Zero allocation hello world in Rust

This year of Advent of Code I decided to try Rust. I’m complete newbie and still learning basic concepts of language (btw, Brown Book is amazing), but there were one idea that I wanted to try for the AoC challenges - I need to implement zero allocation solutions (at least for the first ones)!

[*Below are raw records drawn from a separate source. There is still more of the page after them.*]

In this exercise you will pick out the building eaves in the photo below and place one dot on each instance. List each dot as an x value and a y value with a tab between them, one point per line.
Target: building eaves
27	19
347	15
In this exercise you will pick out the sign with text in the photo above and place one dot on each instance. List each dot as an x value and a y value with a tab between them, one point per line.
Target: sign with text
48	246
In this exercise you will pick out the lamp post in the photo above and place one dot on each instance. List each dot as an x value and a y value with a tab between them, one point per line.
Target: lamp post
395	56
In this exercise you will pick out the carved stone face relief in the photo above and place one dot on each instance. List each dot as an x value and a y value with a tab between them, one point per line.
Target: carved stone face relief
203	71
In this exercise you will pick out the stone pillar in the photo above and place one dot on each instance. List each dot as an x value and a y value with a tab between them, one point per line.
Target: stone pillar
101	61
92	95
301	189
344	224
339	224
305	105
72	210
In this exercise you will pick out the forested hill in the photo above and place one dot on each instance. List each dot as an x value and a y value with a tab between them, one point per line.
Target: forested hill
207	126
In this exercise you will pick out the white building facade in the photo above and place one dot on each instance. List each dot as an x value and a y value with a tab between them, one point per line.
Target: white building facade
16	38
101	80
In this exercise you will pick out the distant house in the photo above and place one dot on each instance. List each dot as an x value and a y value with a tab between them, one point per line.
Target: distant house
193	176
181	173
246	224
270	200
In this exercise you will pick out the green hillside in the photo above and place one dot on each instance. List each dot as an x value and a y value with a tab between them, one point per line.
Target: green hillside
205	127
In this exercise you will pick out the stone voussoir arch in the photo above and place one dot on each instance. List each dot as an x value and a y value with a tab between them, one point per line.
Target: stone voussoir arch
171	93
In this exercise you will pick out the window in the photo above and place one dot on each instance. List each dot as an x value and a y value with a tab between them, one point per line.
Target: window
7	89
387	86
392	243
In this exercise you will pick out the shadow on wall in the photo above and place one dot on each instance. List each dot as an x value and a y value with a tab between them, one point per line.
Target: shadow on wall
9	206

What does it mean, zero allocation? Rust Book has nice chapter about ownership which describes such concepts like memory, stack and heap. In short, your program usually operating with memory from two regions:

…something about zero allocations…

How can we analyze allocations of our program? I found nice tool allocscope which record all allocations made with malloc in your program and allow you to analyze source of that allocations. Also, you can compile simple C code in shared library in order to override default malloc and add some debug information to it:

#define _GNU_SOURCE 1
#include "stdlib.h"
#include "stdio.h"
#include "dlfcn.h"
void* malloc(size_t s) {
	void* (*orig_malloc)(size_t) = dlsym(RTLD_NEXT, "malloc");
	fprintf(stderr, "malloc: %ld\n", s);
	return orig_malloc(s);
}

Let’s look at all malloc allocations in simple hello world program:

fn main() { println!("Hello, world!"); }

$> rustc main.rs
$> LD_PRELOAD=./libm.so ./main
malloc: 472
malloc: 120
malloc: 1024
malloc: 5
malloc: 48
malloc: 1024
Hello, world!

Wow, we are allocating 2693 bytes for simple hello world program! This is a bit unexpected - where all these allocations come from?

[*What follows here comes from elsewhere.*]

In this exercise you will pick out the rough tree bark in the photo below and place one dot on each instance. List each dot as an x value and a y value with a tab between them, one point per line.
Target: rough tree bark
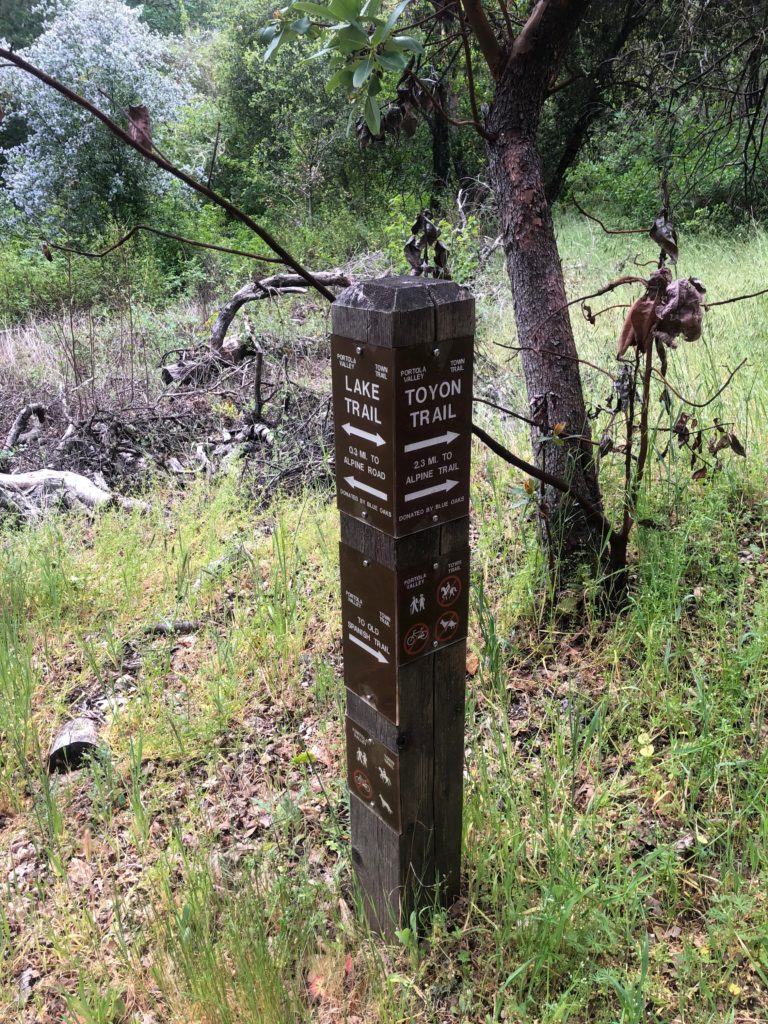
548	349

Couple of them looks pretty suspicious: 1024 bytes allocations is almost surely used for some intermediate buffers. We are printing string to the console - so most likely that Rust implementation of writes to stdout uses buffering for performance.

If we will unwind all macros we should get some code equivalent to the write_all call on stdout() stream: io::stdout().write_all(b"Hello, World!").

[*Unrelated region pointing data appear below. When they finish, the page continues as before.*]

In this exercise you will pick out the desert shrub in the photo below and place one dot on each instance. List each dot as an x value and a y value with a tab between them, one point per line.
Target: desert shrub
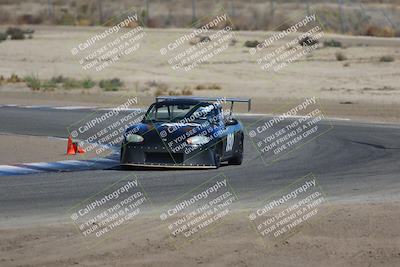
340	56
379	31
111	84
208	87
308	41
174	93
58	79
332	43
159	92
48	85
3	36
66	19
201	87
88	83
70	83
386	59
14	78
252	43
4	16
187	91
33	82
15	33
18	36
29	19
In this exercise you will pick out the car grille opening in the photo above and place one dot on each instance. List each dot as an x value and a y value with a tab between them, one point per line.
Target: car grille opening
164	158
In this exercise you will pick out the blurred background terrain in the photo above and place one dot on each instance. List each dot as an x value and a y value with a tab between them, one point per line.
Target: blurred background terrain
358	17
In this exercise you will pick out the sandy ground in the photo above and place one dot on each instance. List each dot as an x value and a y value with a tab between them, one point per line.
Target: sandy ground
349	234
365	89
25	149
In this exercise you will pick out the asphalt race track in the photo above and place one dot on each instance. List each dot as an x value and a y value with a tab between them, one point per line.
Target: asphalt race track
352	161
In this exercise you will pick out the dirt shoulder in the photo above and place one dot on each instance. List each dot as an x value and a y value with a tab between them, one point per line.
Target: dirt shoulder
349	235
25	149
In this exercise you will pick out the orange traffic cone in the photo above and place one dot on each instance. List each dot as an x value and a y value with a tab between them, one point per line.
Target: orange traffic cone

We can look up for the code of io module and indeed see, that stdout() creates synchronized instance wrapped with LineWriter which has default buffer size of 1KiB.

#[must_use]
#[stable(feature = "rust1", since = "1.0.0")]
pub fn stdout() -> Stdout {
    Stdout {
        inner: STDOUT
            .get_or_init(|| ReentrantMutex::new(RefCell::new(LineWriter::new(stdout_raw())))),
    }
}

impl<W: Write> LineWriter<W> {
    #[stable(feature = "rust1", since = "1.0.0")]
    pub fn new(inner: W) -> LineWriter<W> {
        // Lines typically aren't that long, don't use a giant buffer
        LineWriter::with_capacity(1024, inner)
    }
}

Ok, let’s get rid of the stdout then and use stderr which also creates synchronized instance but without any additional buffering. We can write to stderr explicitly or use eprintln! macro for the same purpose. Let’s see how much memory we allocate in this case in our new program:

fn main() { eprintln!("Hello, world!"); }

$> rustc main.rs
$> LD_PRELOAD=./libm.so ./main
malloc: 472
malloc: 120
malloc: 1024
malloc: 5
malloc: 48
Hello, World!

Yes, nice! We reduced allocated memory to the 1669 bytes - which is exactly 1024 bytes less than our previous version.